Paper Title

Creating Electronic Student Portfolios

Author's Name, E-mail Address and Institution

Ayako Yamagata, ayako.yamagata@lawrence.edu, Lawrence University

Abstract

This presentation is about an electronic student portfolio project, which started in order to compensate for the lack of manpower in a single-instructor program and to facilitate students' self-learning. Students first create paper portfolios as part of the requirements for the language course, which will then be converted to electronic format and stored in their respective folders on the server space. The data include text files of their various writing assignments, audio recordings and video clips of their self-introduction and speech. They will then put the materials together as a web page while learning the basics of a web development tool with a template provided by the instructor.
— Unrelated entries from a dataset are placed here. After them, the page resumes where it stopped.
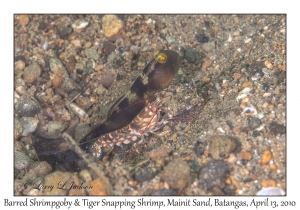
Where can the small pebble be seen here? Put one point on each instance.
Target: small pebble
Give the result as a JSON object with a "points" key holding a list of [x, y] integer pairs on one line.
{"points": [[254, 123], [111, 26], [81, 130], [19, 65], [222, 145], [199, 148], [57, 81], [176, 174], [206, 63], [42, 168], [212, 174], [24, 19], [58, 68], [18, 129], [245, 155], [91, 53], [109, 47], [83, 102], [276, 128], [268, 64], [29, 125], [80, 24], [76, 43], [27, 107], [170, 39], [64, 32], [266, 157], [190, 56], [107, 79], [160, 152], [32, 72]]}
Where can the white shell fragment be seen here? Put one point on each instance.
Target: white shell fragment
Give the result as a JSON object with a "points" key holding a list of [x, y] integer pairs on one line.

Creating a portfolio has proven to be an effective tool for encouraging students to go back to some earlier assignments, revise them carefully and integrate new materials into old tasks, which makes them realize how much progress they have made since then, and help them assess and re-assess what they can already do in Japanese. Electronic students portfolios will also save our storage space in our office which could easily be filled with piles of copies of students? work. When students graduate, we can take their work off from the server space and burn a data CD, and students will have a copy of all their work in Japanese on a CD and can show it to their friends and host family in Japan, teachers at other institutions and potential employers as evidence of their various skills in Japanese.

Our institution's experience of the creation of electronic student portfolios will be shared with teachers of other institutions with similar interests, including preparations, steps, software we used, pros and cons of handling assignments electronically, dos and don'ts for various tasks relating to both paper and electronic students portfolios.